Forced to agree with his assessment, Ann then redirected the conversation back to reflections on 1968 and the recent November presidential election.
“Earlier this month, Richard Nixon defeated Hubert Humphrey for the U.S. presidency. I was astounded that Alabama Governor Wallace, a white supremacist, received 13.5 percent of the vote! That vote made the presidential election close, 43.4 percent to 42.7 percent. Talk about polarization. Half the country went right, the other half left. Political and civic culture has been transformed. I predict it will continue to be difficult to resolve our future differences. This transformation will not end well.”
“No argument there,” Biff concurred.
“Supporting that viewpoint, last March the Kerner Commission Report proved prophetic. It stated what I’ve considered obvious for some time, that in 1968, America has two societies, ‘separate and unequal.’ The conservative side views America as fundamentally good, but always able to improve.”
“That’s the correct viewpoint,” Roe chimed in. “America’s fundamentally sound.”

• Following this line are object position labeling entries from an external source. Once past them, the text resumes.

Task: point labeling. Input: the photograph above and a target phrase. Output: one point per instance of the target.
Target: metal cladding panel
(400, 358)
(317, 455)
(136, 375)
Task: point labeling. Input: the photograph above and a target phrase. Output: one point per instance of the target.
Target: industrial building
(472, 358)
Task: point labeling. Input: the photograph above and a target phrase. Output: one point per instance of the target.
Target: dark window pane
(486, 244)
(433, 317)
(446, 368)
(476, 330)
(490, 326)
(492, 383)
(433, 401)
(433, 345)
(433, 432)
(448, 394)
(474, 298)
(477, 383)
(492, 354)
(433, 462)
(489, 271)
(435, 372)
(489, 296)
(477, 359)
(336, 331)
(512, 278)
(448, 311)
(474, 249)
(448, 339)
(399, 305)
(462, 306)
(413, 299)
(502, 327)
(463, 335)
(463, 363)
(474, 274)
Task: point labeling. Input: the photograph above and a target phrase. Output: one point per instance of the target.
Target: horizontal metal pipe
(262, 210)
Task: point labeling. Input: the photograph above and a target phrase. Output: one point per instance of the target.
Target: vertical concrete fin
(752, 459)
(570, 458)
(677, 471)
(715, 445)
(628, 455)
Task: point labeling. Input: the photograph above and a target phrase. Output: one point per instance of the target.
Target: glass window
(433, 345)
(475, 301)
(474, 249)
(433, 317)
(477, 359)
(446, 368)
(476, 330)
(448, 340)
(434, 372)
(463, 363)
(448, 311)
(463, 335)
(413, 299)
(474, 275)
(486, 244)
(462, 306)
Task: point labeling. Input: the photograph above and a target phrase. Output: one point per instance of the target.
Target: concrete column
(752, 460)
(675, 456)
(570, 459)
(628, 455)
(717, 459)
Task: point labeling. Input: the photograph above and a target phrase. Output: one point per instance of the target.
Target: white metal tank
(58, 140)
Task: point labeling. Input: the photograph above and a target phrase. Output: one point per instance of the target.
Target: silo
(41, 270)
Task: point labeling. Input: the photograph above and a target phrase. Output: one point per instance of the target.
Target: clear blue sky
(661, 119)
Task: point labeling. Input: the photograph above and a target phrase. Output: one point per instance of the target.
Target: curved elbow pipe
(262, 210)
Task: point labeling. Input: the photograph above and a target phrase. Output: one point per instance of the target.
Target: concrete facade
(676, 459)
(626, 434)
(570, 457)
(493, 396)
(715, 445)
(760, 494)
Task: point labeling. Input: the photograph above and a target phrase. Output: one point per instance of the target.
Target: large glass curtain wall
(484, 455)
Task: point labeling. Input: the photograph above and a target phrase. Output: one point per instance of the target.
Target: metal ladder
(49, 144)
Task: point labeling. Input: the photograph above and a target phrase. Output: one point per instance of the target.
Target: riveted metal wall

They all looked at Roe, who was definitely tuned in and voicing his viewpoint. Biff knew his friend’s strong feelings on the topic and was glad he expressed them in context. He’d come a long way in his rehab, and was nearly back to his old self socially.
Ann acknowledged her husband’s participation with an engaging smile.
“That’s one school of thought, Roe. The opposing viewpoint, held by the left, is that our government is flawed and requires dramatic changes. To support their argument, they point to the student anti- Vietnam war rebellion and race riots. The United States no longer represents ‘a shining city upon a hill’ in their worldview. But, on the other side of the equation, the right views left wingers as political activists permeated by progressive radicals who are cynical, and even immoral. As in the ‘War of Roses,’ I predict this antithesis and rancor will last decades before being resolved. Unfortunately, the media will fan the fires of dissent, magnifying the differences.”
She had their rapt attention.
“War of roses?” Roe asked. “Think that’s a bit academic, dear?”
She politely ignored his friendly gibe, realizing perhaps she was a bit over the top with the analogy.
“Discourse will not be polite or civil. I was over on the Berkeley campus last week visiting friends, and made an interesting observation. Remember the banners that used to hang outside the dorm windows? Those painted sheets proclaiming ‘Hey, hey LBJ. How many kids have you killed today?’ They have come down now, but new banners reading ‘Dick Nixon, before he dicks you!’ have replaced them.”
Everyone shared a good laugh at this college rip. Ann scanned each face in their small group, gauging their reaction to where all this was going. Sensing it was time to wrap it up.
“So, in conclusion, this demonstrates that the present turmoil reflects a conceptual, civic revolt, as much as political. There seems to be no end in sight to all this bitterness, no matter what political party is in office.”